Skull of woman missing since 1995 discovered in ditch by digger driver, inquest hears
Margaret Glennon

The remains of a woman missing from her family for 23 years were discovered in a ditch by a digger driver.

The remains were identified four years after the discovery as Margaret Glennon, a ‘hugely missed’ mother of four from Baldoyle, Dublin 13, who had gone missing in 1995.

“She was always a very positive person but her illness had a big impact on her. She is hugely missed by all the family,” her daughter Orla Gannon said, following an inquest at Dublin Coroner’s Court.

The woman had undergone cancer treatment the year before she went missing. Mrs Gannon moved home to help care for her mother.

“She was always slight but she lost a lot of weight due to chemotherapy. She never left the house alone,” Mrs Gannon told the inquest.

When family discovered her missing from her home on May 22 1995, they contacted gardaí. Searches and media appeals revealed no trace.

On November 5 2014 JCB driver Lorne Teeling was excavating a ditch in a field at Ravensdale Farm, Bennetts Lane, Malahide, Co Dublin when he spotted something in the digger bucket. Closer inspection revealed it was a skull and gardaí were called.

“It was a dry ditch, it was among leaves, it was not buried,” Mr Teeling said.

Gardaí found no evidence of foul play in relation to the skull. No other remains were discovered despite an extensive search of the area.

An autopsy conducted by Dr Michael Curtis gave the cause of death as undetermined.

“We think the skull might have been detached from the body and moved by animals to the ditch area,” Detective Garda Damien McCormack said.
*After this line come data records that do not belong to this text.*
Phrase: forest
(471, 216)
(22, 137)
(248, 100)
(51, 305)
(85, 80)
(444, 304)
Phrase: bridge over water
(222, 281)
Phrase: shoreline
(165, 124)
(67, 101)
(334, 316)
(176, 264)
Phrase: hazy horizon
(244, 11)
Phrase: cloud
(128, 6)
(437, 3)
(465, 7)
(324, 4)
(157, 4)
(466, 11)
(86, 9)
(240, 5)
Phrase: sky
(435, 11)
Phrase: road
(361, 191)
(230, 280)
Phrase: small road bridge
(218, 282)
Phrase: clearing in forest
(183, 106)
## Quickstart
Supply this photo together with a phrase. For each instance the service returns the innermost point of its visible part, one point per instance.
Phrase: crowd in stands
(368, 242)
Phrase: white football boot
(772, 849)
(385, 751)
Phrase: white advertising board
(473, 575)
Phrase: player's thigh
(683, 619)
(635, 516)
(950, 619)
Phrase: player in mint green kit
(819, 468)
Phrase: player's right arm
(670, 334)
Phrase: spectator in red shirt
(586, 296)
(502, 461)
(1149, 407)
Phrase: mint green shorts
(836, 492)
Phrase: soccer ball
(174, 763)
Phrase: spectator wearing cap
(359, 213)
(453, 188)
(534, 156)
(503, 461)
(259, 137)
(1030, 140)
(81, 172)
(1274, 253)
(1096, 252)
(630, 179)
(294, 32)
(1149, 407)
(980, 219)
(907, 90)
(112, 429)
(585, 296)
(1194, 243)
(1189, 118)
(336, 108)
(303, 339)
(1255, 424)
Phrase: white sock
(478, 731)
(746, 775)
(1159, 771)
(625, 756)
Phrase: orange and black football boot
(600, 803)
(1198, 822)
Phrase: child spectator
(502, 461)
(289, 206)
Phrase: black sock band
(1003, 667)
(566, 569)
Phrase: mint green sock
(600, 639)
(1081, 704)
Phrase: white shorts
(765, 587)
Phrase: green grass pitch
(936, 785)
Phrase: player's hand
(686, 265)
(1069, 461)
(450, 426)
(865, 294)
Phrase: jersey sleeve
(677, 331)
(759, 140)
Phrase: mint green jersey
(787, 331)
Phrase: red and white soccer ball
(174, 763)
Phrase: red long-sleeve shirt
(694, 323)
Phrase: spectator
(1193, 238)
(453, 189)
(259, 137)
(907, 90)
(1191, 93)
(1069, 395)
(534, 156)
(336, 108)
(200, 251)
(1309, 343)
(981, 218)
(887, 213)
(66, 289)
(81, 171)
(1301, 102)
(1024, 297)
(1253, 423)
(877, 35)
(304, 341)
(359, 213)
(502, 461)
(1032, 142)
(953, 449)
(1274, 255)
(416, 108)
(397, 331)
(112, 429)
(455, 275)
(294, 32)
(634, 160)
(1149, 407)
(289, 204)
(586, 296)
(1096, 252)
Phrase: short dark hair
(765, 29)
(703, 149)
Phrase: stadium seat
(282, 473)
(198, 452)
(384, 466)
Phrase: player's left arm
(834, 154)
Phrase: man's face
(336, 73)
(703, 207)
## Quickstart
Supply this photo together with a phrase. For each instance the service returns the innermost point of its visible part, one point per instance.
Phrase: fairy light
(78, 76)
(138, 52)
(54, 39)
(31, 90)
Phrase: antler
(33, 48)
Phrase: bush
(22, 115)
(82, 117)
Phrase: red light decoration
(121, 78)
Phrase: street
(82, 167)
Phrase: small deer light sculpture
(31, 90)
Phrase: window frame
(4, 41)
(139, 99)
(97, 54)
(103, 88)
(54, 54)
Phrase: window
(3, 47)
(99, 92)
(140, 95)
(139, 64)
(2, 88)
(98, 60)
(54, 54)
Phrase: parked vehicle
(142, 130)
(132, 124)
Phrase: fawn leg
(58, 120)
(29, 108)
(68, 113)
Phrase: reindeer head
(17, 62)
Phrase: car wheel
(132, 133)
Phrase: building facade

In February 2018 the Glennon family were contacted to give DNA samples. On October 25 2018 the family received a call informing them that remains had been identified as their missing mother.

Mrs Glennon’s funeral mass was held on November 15 2018.

“There had been an effort to call many families in order that Forensic Science Ireland could help identify unidentified remains. It proved possible after all these years to identify Mrs Glennon,” Coroner Dr Myra Cullinane said, returning an open verdict.

“I think we are increasingly aware of how difficult it is for families who do not know what happened to loved ones and spend years wondering,” the coroner said.